Tuesday, September 09, 2008

Guess what I'm good at?

Bagging peaches. Yup, that's right. I can bag a mean bag of peaches.

I did that for a good 2 hours before my back started hurting and I got really sick and tired of looking at peaches. And then, as someone put it, I held up the conveyor belt for a bit.

It's really sad to realize how many peaches get put to the side because they are too small, too big, too funky looking, have too much of a peach butt crack, and are cut here and there from the pickers (assuming). Then you have to realize what you can do with a big bag of imperfect peaches, which is, in fact, a lot.

Sadly our standards of fruit were much higher than the food bank's and we were all tossing any slightly bruised or cut peach into the "dump" bin. That is, until the lady supervising us noodle heads told us a bruise is okay and a slight cut? OKAY. So then some of our group broke off to go through the tossed peaches to bag up the "okay" ones.

We're so corporate we made our own QA team.

It was easy yet tiring work. I've always been one for monotonous work, unless it's dusting bins, which I had to do on occasion at a music store I worked at. For whatever reason I hated that. But doing the same thing over and over and over is okay with me. It's refreshing. I have to think but not too much, and I can talk when I feel like it. It's just nice.

What's not nice is having to sort through dumped pantry items and wash down the boxes, containers, jars, whathaveyou, with a mixture of water and bleach. And trying to figure out if it the completely smashed up box was still okay or if the sorta chewed corner was from a rat eating it.

And the pigs.

Did you know there were pigs involved with food banks? I certainly didn't.

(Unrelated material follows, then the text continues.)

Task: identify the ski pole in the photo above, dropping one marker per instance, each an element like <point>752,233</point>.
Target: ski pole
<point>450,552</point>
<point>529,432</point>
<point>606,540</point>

I'm a born animal lover. So when we were told to put the nibbled food container items into the "pig bin" (and yes, there really was one), except for chocolate because chocolate makes momma pigs abort their babies (why she couldn't just tell us not to put chocolate in the bins and leave it at that, I do not know), I was all, "Oh! PIGS!"

The first item that looked nibbled, I told someone to put it in the pig bin. That's when another food bank worker chided me for wanting to give the pigs food eaten by rats. "No, honey, not food eaten by rats," she said.

Okay. So then, what the heck do the pigs get to eat? Why is there a pig bin???

When I asked that same question, she looked at me like I was completely stupid and said again, "but the rats...not the food eaten by rats."

So I'm still at a loss about that one. I just hope the pigs get to eat.

So what odd things did we sort through? Rogaine, for one. Tons of South Beach Diet bars and powdered Slim Fast. And candy and cookies up the wazoo. You know, family staples.

All in all, it was a good experience. And when Mateo is old enough, we have plans of forcing him to volunteer with us. And maybe by then I'll get the full story behind what the pigs really do eat.

1 comment:

Kmommy said...

That sounds really cool! I need to find some volunteer work to do, and some for my 11-year old daughter too!